Last year I wrote about a neat and lightweight implementation of the Whisper speech-to-text model. One of the potential applications I mentioned was converting recorded presentations (seminars, lectures, etc.) into written notes. A few weeks ago a review article I wrote using this approach was published in AAPPS Bulletin. Here's how I did it:
1. Identify source material. In this case, I had an online conference talk that had been recorded and uploaded to Youtube.
2. Download the raw audio using a tool such as yt-dlp
3. Convert audio to a text transcript. I used whisper.cpp (can run on CPU). The base and small models sizes already do pretty well in terms of accuracy and run quickly.

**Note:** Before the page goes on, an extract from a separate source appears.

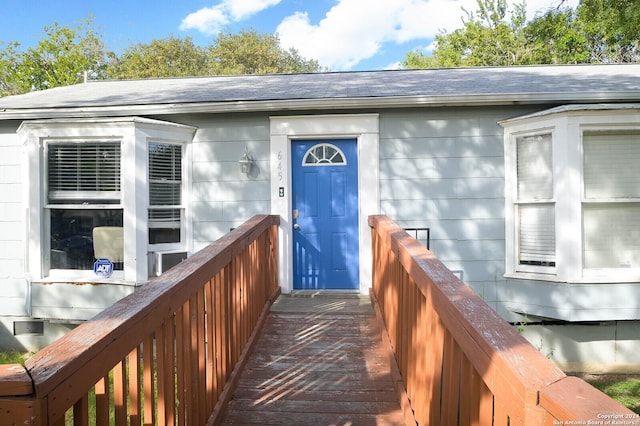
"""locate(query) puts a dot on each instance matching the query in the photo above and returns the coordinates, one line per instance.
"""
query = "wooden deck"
(318, 361)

4. Transcript editing. Whisper won't have perfect accuracy, especially when attempting to transcribe scientific jargon. So it's necessary to carefully review the generated text.
5. Figure conversion. In this case since it was my own talk, I had access to high resolution version of the figures I wanted to include in the paper. Minor reformatting required.
6. Add references. While I cited papers in the slides, the citations need to be converted to a .bib file or other reference manager format. It would be helpful to have an AI assistant that could do this automatically.
And with that I had a first draft completed! Very nice, since the first draft is usually the hardest to write. I did spend some more time polishing the text, adding some details that didn't make it into the original talk, and making the language more formal in parts, but it ended up being a lot easier than writing the whole text from scratch!